Gender or personality?
What, then, are Sarah’s views on inclusiveness and gender diversity within Workspace365?
Her answer reflects her pragmatic approach: “I don’t see that as a goal in itself. I think you can achieve a lot in this area by looking precisely at someone’s qualities. Women are less often technically skilled, but almost all skills can be learned. By looking more at personality and someone’s added value to the company, you will bring in more women for sure. I applaud that because equal distribution only makes our services better for end-users. That includes both men and women.’
The focus on personality rather than technical know-how is relevant to the diversity issue. When surveyed, female students showed a preference for creativity rather than subjects that had rigidly defined answers. Sarah isn’t a fan of rigid definitions or rigidly defined roles. She’s more interested in what makes people happy and in what are they willing and able to do. If they’re creative, great.

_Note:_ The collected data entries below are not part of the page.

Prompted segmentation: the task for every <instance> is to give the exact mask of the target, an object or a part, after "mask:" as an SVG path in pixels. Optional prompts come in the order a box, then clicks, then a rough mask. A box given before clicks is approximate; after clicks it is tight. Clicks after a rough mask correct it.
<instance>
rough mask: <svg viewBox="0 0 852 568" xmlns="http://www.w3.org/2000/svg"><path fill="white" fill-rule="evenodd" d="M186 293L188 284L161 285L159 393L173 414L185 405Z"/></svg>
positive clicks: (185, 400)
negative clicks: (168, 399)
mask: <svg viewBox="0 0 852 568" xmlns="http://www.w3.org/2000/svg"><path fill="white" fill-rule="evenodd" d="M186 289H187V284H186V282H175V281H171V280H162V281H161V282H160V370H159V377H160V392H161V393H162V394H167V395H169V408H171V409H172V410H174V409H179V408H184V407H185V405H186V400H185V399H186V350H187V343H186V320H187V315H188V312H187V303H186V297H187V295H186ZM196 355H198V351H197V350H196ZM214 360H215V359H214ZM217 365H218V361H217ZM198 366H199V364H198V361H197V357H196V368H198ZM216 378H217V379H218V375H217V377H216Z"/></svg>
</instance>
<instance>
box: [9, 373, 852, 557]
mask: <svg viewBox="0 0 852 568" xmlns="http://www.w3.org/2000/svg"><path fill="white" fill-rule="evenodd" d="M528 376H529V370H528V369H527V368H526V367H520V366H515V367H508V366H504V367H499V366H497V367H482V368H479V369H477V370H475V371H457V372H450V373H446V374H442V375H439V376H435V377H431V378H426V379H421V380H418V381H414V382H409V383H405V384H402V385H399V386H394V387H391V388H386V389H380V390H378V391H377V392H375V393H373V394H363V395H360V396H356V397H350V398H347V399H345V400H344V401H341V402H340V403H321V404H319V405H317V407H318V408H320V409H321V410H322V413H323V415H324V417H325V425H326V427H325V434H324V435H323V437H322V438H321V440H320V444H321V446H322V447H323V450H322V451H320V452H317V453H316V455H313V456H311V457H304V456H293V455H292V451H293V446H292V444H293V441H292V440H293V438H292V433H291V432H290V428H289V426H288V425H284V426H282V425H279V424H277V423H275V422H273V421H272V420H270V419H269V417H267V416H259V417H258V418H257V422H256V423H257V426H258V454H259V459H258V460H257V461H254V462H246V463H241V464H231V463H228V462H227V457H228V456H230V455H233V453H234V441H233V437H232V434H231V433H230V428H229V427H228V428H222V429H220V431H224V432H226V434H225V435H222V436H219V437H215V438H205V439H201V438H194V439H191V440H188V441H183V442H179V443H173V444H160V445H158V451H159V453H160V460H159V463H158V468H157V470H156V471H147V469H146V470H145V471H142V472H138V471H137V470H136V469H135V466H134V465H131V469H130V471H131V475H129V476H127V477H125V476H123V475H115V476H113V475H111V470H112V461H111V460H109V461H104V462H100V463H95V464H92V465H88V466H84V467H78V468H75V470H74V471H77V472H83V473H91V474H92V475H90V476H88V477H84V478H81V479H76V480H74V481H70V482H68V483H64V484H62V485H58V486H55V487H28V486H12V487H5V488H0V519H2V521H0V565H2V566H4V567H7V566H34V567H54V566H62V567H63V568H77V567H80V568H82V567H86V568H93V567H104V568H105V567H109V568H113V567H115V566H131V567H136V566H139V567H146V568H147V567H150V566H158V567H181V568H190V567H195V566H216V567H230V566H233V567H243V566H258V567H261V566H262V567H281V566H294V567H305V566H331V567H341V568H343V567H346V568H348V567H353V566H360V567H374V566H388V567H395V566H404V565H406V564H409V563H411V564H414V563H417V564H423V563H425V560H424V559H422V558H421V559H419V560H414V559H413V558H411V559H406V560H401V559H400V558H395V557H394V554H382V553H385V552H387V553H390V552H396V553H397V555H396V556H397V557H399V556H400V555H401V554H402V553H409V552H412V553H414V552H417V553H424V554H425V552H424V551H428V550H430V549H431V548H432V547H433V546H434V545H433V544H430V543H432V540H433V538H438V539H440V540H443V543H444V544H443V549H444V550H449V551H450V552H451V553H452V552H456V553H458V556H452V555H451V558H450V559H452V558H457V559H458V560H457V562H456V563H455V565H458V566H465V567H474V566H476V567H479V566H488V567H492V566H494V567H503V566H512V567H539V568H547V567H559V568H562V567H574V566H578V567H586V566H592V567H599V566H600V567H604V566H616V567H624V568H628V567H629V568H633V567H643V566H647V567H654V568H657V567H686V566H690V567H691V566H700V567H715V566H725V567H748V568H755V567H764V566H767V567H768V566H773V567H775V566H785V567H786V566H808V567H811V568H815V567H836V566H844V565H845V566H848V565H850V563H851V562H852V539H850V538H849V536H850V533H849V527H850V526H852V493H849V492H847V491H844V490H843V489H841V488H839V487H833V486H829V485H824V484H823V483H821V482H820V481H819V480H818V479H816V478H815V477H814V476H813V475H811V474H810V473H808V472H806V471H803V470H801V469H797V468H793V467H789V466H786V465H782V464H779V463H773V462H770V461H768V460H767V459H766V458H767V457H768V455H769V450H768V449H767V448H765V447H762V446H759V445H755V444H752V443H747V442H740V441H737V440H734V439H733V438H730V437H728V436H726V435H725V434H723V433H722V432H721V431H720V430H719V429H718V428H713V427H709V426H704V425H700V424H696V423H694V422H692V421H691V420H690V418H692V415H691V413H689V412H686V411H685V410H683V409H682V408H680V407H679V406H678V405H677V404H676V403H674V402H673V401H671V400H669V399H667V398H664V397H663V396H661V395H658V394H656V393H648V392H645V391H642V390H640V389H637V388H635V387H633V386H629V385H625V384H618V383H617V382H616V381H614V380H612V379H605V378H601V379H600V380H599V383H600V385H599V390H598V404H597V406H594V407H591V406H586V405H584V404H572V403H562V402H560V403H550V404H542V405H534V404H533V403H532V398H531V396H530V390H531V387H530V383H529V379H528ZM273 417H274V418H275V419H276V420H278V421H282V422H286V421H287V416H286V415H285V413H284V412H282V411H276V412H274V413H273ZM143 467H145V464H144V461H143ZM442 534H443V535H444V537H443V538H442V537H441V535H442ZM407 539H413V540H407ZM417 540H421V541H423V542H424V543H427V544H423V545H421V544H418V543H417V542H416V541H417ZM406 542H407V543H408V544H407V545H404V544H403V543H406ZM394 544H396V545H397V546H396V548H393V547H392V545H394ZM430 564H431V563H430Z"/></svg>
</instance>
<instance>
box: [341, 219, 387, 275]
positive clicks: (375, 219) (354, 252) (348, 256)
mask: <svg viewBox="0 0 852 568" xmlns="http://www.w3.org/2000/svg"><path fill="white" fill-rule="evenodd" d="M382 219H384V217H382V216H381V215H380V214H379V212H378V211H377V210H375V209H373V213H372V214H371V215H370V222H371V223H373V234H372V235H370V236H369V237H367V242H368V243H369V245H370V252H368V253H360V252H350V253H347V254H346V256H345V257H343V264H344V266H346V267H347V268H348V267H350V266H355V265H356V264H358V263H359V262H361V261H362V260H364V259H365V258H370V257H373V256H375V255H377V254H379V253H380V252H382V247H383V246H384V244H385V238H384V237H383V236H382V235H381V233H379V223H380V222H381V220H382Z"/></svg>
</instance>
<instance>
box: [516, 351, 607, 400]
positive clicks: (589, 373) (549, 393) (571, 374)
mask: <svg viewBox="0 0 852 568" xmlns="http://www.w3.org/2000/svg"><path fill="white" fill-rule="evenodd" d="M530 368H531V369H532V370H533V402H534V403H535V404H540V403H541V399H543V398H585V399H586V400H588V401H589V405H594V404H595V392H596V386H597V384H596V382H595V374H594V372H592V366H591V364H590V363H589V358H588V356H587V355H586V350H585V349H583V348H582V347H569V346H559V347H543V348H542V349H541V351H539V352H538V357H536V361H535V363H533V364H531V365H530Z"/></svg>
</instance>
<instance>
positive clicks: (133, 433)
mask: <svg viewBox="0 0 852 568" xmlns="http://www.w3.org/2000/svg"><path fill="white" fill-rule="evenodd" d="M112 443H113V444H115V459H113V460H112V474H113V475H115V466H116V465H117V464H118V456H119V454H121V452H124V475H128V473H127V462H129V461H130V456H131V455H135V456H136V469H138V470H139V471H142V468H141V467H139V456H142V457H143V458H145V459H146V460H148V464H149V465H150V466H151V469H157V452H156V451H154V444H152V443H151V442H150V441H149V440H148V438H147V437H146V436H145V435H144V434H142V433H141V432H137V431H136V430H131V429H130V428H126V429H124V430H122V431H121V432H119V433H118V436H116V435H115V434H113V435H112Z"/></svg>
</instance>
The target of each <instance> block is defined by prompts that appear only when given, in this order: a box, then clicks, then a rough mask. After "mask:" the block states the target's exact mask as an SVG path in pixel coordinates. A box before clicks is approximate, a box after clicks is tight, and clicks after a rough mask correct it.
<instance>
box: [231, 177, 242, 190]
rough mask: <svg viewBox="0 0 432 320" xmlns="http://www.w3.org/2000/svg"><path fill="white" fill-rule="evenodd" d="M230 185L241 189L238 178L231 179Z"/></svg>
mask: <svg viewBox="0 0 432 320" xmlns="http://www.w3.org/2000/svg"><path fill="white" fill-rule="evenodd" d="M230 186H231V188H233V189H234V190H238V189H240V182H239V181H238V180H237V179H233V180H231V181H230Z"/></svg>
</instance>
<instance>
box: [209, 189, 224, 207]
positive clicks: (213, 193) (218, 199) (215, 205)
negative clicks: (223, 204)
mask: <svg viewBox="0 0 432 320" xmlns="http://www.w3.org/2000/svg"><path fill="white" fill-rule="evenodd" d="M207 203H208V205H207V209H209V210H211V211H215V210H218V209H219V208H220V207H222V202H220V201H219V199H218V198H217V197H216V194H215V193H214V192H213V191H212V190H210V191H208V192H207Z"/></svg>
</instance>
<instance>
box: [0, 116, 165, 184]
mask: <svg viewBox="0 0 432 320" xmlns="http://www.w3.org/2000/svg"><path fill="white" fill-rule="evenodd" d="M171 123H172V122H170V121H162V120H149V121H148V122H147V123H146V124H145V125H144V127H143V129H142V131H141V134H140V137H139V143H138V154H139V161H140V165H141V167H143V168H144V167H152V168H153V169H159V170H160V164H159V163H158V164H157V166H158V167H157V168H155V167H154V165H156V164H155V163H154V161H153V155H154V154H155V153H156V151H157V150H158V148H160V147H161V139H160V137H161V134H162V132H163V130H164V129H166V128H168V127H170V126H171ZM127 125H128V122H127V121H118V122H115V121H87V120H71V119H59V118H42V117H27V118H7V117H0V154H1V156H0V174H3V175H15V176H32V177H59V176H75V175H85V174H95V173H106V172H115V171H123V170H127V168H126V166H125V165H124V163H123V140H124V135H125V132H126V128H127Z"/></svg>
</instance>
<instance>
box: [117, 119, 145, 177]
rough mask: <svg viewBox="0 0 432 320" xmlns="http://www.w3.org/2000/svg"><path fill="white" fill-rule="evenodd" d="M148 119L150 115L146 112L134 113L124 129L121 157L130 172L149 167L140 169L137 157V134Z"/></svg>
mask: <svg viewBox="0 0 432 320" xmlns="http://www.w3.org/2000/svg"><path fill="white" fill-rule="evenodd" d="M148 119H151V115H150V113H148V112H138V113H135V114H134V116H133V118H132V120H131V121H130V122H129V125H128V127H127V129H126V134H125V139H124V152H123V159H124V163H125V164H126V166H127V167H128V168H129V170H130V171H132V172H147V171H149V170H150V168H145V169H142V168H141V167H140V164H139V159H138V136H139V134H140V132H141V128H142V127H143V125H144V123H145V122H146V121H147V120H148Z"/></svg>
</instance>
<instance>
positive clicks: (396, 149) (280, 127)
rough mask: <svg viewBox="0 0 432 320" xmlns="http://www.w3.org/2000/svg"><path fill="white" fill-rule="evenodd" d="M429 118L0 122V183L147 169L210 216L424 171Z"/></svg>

Sarah is more than willing to use her own background as evidence that this approach is effective. She doesn’t have a tech background herself, and yet she’s succeeded in the industry. It can be done, and done well, as proven by her inclusion in the list of women leaders in SaaS.
Within Workspace 365, the culture has changed under Sarah’s leadership. It’s less technically oriented and has become a true learning culture. Employees can shape and manage the organisation and the content of their jobs. It’s exciting and highly motivating. Talent has its stage and people of all genders are flourishing.